The Woodcut
Artist Harry Kernoff, Harry Kernoff in the Thirties produced illustrations and stark woodcuts on radical labour themes, with portraits such as the disillusioned unemployed or workers trying to break free from the shackles of capitalism. Some of these appeared in the newspaper of the left republican group, Republican Congress. Not only did he compose the striking cover of his friend Leslie Daiken’s edited anthology Goodbye, Twilight!, he also provided illustrations for Fifty Years of Liberty Hall: the Golden Jubilee of the Irish Transport and General Workers’ Union 1909-1959. His illustrations featured in an important anthology of Irish poetry, New Irish Poets: Representative Selections from the Work of 37 Contemporaries, from American publisher Devin Garrity, published in 1948.
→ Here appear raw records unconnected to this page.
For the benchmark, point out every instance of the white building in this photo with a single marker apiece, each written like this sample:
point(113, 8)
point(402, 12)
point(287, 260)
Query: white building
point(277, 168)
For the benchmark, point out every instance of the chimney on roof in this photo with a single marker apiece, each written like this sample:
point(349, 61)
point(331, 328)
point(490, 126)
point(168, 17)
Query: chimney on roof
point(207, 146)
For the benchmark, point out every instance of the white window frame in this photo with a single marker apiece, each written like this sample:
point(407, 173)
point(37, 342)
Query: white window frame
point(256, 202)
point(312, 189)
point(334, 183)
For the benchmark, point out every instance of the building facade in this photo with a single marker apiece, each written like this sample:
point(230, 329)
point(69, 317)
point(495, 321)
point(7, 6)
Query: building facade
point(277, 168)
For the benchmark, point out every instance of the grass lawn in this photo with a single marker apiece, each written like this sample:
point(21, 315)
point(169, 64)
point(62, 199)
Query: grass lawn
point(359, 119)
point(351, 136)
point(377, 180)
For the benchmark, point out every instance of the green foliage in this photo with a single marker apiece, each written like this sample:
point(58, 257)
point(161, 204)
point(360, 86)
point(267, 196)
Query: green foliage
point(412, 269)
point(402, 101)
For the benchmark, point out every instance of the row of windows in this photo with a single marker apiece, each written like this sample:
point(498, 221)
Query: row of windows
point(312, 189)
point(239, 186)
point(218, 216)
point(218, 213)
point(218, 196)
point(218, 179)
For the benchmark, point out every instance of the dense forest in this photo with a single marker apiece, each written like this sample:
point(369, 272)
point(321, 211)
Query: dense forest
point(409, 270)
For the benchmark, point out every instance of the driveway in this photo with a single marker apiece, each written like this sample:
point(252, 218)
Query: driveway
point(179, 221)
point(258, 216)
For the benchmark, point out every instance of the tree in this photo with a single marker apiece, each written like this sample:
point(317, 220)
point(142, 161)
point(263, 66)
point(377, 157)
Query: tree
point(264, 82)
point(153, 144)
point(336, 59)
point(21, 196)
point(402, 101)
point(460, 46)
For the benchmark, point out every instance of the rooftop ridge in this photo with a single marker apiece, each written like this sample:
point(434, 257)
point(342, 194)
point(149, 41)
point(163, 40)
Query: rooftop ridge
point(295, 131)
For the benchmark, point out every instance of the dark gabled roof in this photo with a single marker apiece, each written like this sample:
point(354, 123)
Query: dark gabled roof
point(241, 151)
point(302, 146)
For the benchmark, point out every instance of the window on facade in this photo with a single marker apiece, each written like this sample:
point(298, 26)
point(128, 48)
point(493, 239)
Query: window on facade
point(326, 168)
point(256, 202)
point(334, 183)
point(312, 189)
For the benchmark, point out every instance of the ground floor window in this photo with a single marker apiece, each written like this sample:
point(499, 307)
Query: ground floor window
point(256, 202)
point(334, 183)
Kernoff travelled to the USSR with the Irish section of the Friends of Soviet Russia, in the early 1930s as part of a delegation of Irish visitors including Irish suffragist Hanna Sheehy-Skeffington. Before leaving the ship, he is reputed to have presented a portrait of James Connolly to the ships’ captain and crew. Kernoff recognized the radical potential of woodcuts, to produce striking images that would stay in the mind’s eye while communicating a direct political message. In his obituary in the Irish Times, in 1974, John Nolan dubbed Kernoff ‘The Artist of the Workers.’